From your chosen topic identify a more specific subject matter within it that your work will engage with. You must take a critical position on your chosen topic.

Images used can be from any source - digital photographs, image appropriation (in consultation with your lecturer), document flatbed scanning, etc. You may work in greyscale or colour modes.


Submission:

Compulsory formative assessment Week Six - you are required to present your work in progress, presentations should include: 

  • Topic chosen to work with, the specific subject within it, and the position you are taking on it 
  • Research completed
  • Test work completed
  • Ideas about where work will go 

Presentations should last 6 mins

Note: Formative assessments are compulsory and you cannot pass the paper without completing them. If you do not present work at the formative assessment and you do not have documentation explaining your absence, you will be set an appropriate written task to be completed within the week after the assessment was due. 
 
Final submission Week Twelve - You will produce a series of digitally manipulated images critically engaging with your chosen topic. There needs to be clear evidence of digital manipulation in every image. Your work can be presented either as a digital slide show, or a series of prints presented on the wall. Consider what your work is about, how your audience will best encounter it, and how the manipulation affects the audiences reading of your subject matter.

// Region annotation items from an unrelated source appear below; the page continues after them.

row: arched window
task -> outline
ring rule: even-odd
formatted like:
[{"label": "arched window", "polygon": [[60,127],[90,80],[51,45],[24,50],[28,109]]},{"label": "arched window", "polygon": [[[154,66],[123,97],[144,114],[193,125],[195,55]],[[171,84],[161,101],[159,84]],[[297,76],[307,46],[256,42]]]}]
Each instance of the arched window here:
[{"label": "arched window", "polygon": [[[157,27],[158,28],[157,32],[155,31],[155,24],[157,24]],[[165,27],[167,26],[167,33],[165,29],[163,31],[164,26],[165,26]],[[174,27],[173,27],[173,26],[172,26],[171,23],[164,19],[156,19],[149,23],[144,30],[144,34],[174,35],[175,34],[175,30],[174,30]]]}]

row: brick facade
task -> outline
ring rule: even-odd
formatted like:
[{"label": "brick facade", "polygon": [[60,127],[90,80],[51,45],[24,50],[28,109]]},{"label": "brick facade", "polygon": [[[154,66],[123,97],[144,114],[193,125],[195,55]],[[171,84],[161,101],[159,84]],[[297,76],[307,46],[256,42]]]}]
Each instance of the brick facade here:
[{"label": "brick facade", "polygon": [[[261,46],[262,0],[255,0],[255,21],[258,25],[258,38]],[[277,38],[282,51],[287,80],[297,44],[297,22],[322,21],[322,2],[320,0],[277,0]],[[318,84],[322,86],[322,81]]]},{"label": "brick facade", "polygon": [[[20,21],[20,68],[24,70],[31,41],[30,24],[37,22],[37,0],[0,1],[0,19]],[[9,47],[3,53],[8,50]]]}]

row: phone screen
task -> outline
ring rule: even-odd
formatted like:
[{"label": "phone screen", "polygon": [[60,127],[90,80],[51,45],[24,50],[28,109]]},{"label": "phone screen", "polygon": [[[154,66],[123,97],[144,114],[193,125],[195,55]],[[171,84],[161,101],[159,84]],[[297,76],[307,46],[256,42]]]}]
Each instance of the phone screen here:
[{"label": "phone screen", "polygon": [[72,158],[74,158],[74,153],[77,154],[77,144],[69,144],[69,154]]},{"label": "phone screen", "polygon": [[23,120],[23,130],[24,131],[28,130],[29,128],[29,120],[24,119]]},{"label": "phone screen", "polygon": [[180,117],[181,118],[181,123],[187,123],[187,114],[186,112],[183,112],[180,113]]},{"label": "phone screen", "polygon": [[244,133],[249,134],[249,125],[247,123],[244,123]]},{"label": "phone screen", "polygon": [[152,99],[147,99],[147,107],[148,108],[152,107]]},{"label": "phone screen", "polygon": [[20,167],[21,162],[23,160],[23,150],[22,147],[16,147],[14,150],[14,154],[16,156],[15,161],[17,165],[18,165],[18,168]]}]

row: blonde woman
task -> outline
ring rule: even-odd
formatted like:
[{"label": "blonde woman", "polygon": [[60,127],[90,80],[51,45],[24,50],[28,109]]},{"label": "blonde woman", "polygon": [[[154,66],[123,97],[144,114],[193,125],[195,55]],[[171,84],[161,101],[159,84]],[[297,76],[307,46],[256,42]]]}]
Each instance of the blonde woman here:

A digital slide show can be any time-based presentation of still images (eg. timed PowerPoint show, stop motion animation etc).

You will also write a 250-word statement contextualising your images in relation to the topic you have chosen. This can be presented on the wall with prints or in your workbook.

You are also required to hand in a workbook which will include: 

  • evidence of experimentation and the use of an iterative process in development of your work, which is a process for arriving at a desired result by repeating and analysing, with each cycle moving closer to the desired result;
  • evidence of participation in class workshops and development of your technical work beyond the workshops, always considering relevance to your subject matter;
  • development of ideas and examples of the work of photographers, artists and designers who influenced your work;
  • technical research you have undertaken.

Your workbook may be physical, or digital, or a combination of both.